(119e) Engineering an iPSC-Based 3D Liver Organoid for Hepatotoxicity Studies

Approximately 23% of Americans take five or more prescription drugs every day. Adverse reactions to medications can cause drug-induced liver injury (DILI), which is the leading cause of acute liver failure in the United States. The majority of DILI cases are idiosyncratic, where the effects of drug- related injury can vary amongst individuals and result in very different responses. When hepatic function deteriorates, the entire body is affected due to the array of functions that the liver performs, such as metabolism, filtration, synthesis, and biotransformation.

The four major cell types in the liver sinusoid, the region where biotransformation of toxicants and xenobiotics occurs, include hepatocytes (parenchymal cells), and three major non-parenchymal cells (NPCs) including liver sinusoidal endothelial cells (LSECs), Kupffer cells (KCs), and hepatic stellate cells (HSCs). Hepatocytes secrete cytochrome P450 (CYP450) enzymes, which enable the biotransformation of drugs and other xenobiotics. Genetic variations in the transcriptome contribute to differences in the expression of various proteins that are involved in metabolism.
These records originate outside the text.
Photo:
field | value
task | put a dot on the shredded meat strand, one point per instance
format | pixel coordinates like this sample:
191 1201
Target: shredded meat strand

Currently, in vitro liver models use primary human hepatocytes (PHHs) or hepatocyte cell lines. While PHHs are ideal for such studies, they are difficult to obtain and are limited in availability. In efforts to address the issues surrounding PHHs, induced pluripotent stem cells (iPSCs) exhibit significant potential for organoid development. iPSCs can be retrieved non-invasively from dermal fibroblasts. iPSCs exhibit infinite proliferation, maintenance of the host genotype, and differentiation into various cell types, such as hepatocyte-like cells (iHLCs). One major concern when working with iHLCs is their fetal phenotype. iHLCs have been shown to exhibit similar morphology to PHHs, but express lower hepato-specific functions. Therefore, our goal is to investigate whether interactions with hepatic NPCs may improve liver functions in iHLCs. We have assembled 3D liver organoids that recapitulate the in vivo environment and architecture of the liver sinusoid for hepatotoxicity studies.

Methods

The 3D organoids were assembled using hepatic parenchymal cells and NPCs. The functions of iHLC-based organoids were compared to cultures containing PHHs. In general, iHLCs were seeded on Type 1 collagen hydrogels and allowed to mature for an additional seven days. To assemble organoids, LSECs were encapsulated in a hydrogel composed of Type 1 collagen and 1% (v/v) fibronectin above the iHLCs or PHHs. The control consisted of hepatocytes cultured as a collagen sandwich (CS). The initial ratio of hepatocytes : LSECs was approximately 5:1. Two prototypic hepatotoxicants, acetaminophen (APAP) and ethanol (EtOH), were administered 24h later at input concentrations of 2.5 mM (1⁄2 LC50, lethal concentration 50) and 5 mM (LC50) for APAP and 80 mM (1⁄2 LC50) and 160 mM (LC50) or EtOH. Cultures were ended either at 24h or 72h post-toxicant administration.

Results

Initial results show iHLC-based organoids produce approximately 76% lower urea than PHH-based organoids. PHH organoids exhibited a statistically significant 40% decrease in urea 24h after administering APAP at 1⁄2 LC50 APAP. Additionally, PHH organoids exhibited a 20% decrease in urea 24h after administering EtOH at LC50. The depletion of glutathione in iHLCs organoids was 1.6-fold and 1.7-fold after administration of EtOH at 1⁄2 LC50 and LC50, respectively, compared to iHLC organoid controls. PHH organoids also exhibited a 12% decrease in the secretion of a liver-specific enzyme, alanine aminotransferase, compared to PHHs in CS after administering EtOH at LC50.